Oreskes is yet to come across a piece of “skeptical” writing that didn’t suffer this fatal flaw upon sufficiently fine-grained examination, she notes as an aside.
But what she never expected was to be personally attacked for renegging on the foreword.
Vitriolic, ad feminam allegations of churlishness forced Oreskes to issue a media release clearing up this falsehood, explaining that she “simply [didn’t] feel comfortable giving anti-science the oxygen of publicity or the imprimatur of scientific respectability.”

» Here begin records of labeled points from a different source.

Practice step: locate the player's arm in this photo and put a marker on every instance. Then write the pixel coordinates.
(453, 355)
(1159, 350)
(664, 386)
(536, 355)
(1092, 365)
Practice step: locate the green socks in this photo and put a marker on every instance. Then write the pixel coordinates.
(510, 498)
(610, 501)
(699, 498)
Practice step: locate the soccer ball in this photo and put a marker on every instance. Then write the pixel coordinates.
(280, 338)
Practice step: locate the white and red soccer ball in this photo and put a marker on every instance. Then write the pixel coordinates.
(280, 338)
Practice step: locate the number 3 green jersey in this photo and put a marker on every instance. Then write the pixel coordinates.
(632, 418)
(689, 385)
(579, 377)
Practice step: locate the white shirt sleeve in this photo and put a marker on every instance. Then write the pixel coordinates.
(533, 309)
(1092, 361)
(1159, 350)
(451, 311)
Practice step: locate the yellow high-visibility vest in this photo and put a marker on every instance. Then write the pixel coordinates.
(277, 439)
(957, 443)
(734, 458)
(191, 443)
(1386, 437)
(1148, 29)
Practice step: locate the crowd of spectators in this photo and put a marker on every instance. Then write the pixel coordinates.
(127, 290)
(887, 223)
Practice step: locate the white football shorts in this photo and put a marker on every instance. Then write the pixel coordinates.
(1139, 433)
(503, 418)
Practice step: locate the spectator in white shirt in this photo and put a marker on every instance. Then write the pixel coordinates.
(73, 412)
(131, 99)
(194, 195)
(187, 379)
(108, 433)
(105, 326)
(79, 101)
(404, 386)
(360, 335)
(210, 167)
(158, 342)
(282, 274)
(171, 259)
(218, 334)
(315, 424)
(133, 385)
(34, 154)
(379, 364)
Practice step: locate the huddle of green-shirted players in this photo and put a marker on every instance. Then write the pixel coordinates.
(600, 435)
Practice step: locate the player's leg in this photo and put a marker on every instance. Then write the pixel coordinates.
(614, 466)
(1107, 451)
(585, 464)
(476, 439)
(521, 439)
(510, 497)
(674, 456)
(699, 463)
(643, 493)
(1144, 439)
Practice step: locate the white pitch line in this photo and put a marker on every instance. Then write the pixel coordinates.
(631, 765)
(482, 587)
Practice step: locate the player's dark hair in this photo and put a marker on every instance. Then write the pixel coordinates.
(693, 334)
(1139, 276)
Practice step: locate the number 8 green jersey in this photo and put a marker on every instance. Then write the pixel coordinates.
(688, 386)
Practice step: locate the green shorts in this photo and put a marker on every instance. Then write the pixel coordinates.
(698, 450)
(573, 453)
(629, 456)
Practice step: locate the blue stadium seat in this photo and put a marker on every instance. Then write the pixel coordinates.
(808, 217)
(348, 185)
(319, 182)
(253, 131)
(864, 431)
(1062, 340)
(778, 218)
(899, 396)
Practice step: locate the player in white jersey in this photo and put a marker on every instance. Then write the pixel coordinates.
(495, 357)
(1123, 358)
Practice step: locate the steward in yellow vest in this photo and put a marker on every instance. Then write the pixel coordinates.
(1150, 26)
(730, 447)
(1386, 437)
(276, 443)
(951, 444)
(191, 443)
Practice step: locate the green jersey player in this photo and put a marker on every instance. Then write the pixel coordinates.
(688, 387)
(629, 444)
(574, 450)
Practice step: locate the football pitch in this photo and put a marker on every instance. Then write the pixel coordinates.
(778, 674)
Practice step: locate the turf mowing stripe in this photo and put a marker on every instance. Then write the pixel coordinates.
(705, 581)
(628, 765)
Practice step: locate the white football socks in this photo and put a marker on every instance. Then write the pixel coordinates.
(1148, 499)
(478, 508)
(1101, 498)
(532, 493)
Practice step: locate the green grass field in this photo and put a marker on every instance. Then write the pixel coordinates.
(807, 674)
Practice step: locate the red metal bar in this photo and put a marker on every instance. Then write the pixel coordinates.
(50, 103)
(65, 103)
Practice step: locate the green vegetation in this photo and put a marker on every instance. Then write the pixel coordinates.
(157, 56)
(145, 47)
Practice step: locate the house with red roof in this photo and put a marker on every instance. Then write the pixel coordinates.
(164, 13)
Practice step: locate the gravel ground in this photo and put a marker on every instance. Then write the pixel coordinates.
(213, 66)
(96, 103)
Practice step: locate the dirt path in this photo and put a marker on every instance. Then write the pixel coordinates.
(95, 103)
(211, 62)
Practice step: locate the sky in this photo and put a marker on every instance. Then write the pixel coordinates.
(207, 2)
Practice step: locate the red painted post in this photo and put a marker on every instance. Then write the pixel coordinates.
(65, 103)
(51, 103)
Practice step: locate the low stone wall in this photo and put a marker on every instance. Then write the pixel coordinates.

“It’s hard to say this without sounding elitist,” she elaborates, “but the non-intellectual public can’t possibly be trusted to investigate stuff for themselves. Even if they wanted to they wouldn’t have the… well, the intellect.
“They’re so easily dazzled and blinded by factors like reputation, authority, how many letters you’ve got after your name, that sort of thing.
“So if I endorsed this book then—to the ordinary person—it would have to be true.”
Unfortunately, argues Professor Oreskes, Müller is promoting what scientists call crap.
“Now if you don’t mind I seriously have to get back to work. You know, actual paid work. [The trequel in the science fiction series I’m coauthoring with Erik M. Conway] isn’t going to coauthor itself.”
I try to remind her that she’s receiving a healthy honorarium for the interview—to put it mildly—but she’s already hung up.